Despite the better performance this year, due to the post-Covid-19 economic outlook, future cash flow projections for Fonterra’s New Zealand Consumer business were lower than estimated, leading to a reduction in the fund. trade from $ 21 million to $ 699 million.
“This year marks a return to dividend payments, a position we hope to maintain in the future, assuming normal operating conditions,” said President John Monaghan.
“In the context of so much uncertainty, as Covid-19 continues to impact our key markets and customer confidence, distributing a 5 cent dividend is a prudent decision and balances our goals to further reduce debt and distribute the profits.” Monaghan said. .

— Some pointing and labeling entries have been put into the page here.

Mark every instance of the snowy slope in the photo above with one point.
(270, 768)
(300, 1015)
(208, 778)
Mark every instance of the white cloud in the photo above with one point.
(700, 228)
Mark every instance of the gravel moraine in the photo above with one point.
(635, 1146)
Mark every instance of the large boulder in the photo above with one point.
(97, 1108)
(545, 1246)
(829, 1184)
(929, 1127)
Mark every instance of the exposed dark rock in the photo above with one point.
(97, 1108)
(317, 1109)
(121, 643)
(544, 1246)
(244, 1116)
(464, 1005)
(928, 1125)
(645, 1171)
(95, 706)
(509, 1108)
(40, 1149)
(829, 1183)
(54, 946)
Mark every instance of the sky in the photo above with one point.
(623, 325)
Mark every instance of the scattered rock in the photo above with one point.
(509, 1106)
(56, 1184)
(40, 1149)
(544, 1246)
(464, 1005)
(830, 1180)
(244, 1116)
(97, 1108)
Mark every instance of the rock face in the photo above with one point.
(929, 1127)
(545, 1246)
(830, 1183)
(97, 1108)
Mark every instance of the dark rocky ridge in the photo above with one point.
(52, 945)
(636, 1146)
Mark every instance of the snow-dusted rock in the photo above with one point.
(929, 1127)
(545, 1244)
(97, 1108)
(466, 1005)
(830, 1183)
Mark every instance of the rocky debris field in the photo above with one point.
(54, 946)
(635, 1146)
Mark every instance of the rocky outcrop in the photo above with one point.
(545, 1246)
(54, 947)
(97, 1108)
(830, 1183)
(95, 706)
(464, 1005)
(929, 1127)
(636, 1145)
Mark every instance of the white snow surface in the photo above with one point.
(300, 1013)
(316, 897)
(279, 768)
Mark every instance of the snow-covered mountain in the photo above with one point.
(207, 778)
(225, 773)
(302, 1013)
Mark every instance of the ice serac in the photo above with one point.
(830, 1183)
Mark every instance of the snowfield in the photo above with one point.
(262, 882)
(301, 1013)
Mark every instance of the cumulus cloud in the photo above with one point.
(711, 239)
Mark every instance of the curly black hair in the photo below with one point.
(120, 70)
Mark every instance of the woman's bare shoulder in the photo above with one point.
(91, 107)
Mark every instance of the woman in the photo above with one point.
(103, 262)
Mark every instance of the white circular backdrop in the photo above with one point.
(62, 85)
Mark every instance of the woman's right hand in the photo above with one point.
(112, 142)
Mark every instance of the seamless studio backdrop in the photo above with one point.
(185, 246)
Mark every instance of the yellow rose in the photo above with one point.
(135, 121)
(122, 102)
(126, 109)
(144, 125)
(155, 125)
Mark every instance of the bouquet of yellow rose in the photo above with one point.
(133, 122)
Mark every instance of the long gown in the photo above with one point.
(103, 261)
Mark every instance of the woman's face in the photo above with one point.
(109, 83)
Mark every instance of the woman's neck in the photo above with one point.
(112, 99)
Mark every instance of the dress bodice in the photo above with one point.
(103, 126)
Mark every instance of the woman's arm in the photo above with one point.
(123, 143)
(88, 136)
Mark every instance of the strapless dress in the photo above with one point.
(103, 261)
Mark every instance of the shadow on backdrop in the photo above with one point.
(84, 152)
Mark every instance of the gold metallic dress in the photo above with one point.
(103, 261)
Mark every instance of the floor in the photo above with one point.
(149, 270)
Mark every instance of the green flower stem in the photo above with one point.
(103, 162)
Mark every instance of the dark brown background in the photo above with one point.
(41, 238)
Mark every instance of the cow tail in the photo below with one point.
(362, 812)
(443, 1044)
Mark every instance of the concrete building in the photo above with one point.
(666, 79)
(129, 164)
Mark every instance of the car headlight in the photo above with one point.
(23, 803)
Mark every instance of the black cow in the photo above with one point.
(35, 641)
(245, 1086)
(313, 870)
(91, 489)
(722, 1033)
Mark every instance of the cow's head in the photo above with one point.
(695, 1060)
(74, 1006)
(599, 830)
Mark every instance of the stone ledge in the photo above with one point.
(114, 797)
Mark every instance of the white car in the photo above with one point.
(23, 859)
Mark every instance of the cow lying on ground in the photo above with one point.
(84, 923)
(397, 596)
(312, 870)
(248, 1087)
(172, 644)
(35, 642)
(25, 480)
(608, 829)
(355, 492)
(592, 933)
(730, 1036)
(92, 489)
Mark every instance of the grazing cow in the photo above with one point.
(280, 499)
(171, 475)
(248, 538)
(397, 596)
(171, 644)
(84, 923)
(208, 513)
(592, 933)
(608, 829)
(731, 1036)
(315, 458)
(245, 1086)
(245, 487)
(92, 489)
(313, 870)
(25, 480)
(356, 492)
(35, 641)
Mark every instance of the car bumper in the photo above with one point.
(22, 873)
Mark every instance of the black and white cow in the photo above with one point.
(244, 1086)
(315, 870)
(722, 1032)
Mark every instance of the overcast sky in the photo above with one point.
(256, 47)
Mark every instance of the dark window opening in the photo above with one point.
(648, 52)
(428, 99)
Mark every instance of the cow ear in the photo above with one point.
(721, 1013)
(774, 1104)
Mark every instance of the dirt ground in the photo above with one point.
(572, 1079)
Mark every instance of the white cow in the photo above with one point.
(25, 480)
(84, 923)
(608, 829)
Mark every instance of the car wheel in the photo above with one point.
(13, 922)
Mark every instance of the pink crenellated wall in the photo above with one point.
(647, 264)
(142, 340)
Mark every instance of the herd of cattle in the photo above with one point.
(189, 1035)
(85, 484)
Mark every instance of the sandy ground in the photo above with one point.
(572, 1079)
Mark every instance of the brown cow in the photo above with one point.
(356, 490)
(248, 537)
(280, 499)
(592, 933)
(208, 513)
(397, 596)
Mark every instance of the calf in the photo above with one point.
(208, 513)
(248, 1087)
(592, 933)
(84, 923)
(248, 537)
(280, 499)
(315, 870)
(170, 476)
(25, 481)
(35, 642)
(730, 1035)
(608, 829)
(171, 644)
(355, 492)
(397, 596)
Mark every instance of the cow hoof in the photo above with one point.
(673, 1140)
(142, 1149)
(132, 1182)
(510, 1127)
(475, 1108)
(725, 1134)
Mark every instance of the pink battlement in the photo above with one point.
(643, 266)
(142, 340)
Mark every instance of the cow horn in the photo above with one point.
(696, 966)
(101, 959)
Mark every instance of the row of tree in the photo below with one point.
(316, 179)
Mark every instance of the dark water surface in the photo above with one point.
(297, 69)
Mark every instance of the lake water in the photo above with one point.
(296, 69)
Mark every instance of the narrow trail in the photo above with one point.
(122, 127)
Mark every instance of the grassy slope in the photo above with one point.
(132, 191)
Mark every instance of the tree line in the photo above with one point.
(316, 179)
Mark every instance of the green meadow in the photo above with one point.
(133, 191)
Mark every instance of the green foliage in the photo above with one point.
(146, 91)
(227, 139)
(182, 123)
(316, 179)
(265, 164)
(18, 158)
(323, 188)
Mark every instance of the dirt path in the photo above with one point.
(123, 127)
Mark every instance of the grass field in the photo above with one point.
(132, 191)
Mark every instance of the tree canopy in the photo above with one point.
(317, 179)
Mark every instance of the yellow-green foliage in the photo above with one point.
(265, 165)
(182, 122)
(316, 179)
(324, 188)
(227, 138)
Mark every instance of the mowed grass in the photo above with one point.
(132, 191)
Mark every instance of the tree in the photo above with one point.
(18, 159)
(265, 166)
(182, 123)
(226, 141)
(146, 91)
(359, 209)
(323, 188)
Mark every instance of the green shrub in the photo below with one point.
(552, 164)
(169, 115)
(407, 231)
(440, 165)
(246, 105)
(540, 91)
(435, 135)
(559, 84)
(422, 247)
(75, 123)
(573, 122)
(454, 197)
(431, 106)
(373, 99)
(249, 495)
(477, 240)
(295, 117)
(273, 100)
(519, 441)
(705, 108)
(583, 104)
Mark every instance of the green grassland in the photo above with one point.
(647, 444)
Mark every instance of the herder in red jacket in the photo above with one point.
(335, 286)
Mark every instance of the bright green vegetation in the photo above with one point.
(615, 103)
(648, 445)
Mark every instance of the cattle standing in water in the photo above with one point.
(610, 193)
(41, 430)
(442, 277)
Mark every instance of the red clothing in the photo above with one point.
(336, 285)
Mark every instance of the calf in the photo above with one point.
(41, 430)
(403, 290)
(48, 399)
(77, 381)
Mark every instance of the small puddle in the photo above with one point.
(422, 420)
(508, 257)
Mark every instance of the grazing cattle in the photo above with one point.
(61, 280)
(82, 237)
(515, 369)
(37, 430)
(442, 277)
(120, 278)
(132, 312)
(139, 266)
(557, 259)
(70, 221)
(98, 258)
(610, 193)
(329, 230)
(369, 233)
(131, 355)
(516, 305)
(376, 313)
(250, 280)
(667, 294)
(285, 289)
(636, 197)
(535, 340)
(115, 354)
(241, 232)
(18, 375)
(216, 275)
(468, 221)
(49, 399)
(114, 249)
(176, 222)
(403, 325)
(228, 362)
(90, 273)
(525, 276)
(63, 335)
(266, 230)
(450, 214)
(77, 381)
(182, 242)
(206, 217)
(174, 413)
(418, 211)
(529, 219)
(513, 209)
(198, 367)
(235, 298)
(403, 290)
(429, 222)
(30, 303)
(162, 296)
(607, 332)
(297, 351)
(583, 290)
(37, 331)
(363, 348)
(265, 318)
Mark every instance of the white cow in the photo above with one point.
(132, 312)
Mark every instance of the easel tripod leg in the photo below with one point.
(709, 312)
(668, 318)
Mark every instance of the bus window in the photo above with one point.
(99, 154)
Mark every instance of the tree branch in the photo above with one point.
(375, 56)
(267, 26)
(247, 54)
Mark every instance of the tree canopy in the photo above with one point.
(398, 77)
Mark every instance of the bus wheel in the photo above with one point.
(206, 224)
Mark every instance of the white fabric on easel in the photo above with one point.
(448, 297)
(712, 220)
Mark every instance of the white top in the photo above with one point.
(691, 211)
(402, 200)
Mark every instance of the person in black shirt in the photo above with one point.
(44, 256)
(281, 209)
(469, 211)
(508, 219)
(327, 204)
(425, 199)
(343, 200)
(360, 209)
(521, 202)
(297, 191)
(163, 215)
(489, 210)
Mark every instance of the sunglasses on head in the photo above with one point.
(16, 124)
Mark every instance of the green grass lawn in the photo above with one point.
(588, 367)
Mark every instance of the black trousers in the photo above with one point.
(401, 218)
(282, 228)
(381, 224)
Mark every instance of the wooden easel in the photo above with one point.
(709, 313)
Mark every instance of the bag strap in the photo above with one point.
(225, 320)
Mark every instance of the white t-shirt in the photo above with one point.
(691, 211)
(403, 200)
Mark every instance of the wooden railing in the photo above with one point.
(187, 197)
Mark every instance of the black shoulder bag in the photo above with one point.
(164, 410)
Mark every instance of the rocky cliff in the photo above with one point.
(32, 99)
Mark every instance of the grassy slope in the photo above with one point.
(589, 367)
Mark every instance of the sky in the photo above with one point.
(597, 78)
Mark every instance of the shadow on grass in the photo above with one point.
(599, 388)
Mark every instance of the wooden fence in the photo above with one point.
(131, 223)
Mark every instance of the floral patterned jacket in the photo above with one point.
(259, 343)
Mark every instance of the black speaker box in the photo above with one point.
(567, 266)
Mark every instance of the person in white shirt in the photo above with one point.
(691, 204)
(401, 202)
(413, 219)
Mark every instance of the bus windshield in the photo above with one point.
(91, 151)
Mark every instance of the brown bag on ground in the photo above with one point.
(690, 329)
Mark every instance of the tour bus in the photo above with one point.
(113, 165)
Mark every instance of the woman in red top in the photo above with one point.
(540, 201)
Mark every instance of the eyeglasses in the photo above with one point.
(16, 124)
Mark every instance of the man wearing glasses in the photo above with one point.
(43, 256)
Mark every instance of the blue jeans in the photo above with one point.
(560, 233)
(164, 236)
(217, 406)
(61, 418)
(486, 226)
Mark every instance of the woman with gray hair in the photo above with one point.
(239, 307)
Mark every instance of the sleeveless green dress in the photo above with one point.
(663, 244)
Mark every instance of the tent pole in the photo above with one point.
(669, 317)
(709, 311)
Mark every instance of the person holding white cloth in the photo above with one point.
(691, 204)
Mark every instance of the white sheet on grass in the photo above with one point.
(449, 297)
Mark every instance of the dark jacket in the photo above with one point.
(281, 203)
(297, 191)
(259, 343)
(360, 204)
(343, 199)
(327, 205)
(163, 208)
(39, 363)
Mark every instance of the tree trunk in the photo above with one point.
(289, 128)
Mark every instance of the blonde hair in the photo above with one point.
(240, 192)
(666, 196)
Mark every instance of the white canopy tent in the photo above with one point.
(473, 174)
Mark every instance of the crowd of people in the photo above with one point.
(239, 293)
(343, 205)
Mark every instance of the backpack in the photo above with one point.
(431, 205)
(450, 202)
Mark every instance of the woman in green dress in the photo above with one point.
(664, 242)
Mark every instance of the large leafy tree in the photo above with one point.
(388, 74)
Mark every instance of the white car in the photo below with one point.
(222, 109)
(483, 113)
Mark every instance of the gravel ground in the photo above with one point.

Looking ahead, Monaghan says the impact of COVID-19 was still occurring globally.
“From a milk price perspective, the supply and demand outlook remains finely balanced and for that reason we maintain our previous forecast range for this season,” he said.
“There remain significant uncertainties, including how the global recession and new waves of Covid-19 will affect demand globally and what will happen to the price relativities between the products that determine the price of our milk and the rest of the world. our product range “.
Fonterra units listed on NZX last traded at $ 4.05, having risen 26.6 percent in the past 12 months.